This (re)animation kicks off with the Addams clan getting chased out of town by a pitchfork-wielding mob and looking for somewhere ‘horrible and corrupt’ to settle. They opt for New Jersey. It’s one of the few decent gags (for Americans, at least) in an animated comedy that’s hardly overflowing with the macabre wit that made Barry Sonnenfeld’s ‘The Addams Family’ and ‘Addams Family Values’ such ghoulish delights back in the ‘90s. Despite the stellar voice cast, its celebration of misunderstood outsiderdom is too generic to amount to much more than a bargain-basement ‘Despicable Me’ – the franchise it’s trying to emulate.
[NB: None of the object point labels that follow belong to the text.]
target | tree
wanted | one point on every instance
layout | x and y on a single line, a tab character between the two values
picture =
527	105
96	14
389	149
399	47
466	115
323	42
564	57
For Charles Addams purists, the characters’ looks – the pencil-thin Morticia (voiced by Charlize Theron), the roly-poly Gomez (Oscar Isaac), teardrop-faced Wednesday (Chloë Grace Moretz) – are dead faithful to his original New Yorker cartoons. But that nicely antique feel quickly gets washed away by the cheap-looking CG animation. The story isn’t much more sophisticated. It involves persecution from the nearby ultra-conformist town of Assimilation (geddit), a scheming home improvement TV star (Allison Janney) and for Pugsley (Finn Wolfhard), a folk-dancing rite of passage involving a sword.
Co-directors Greg Tiernan and Conrad Vernon (‘Sausage Party’) find a neat way to introduce the theme song and have some fun with the family’s haunted asylum-cum-mansion (Morticia feeds it morning coffee via the loo), but by this iconic family’s standards, there’s a real shortage of snap.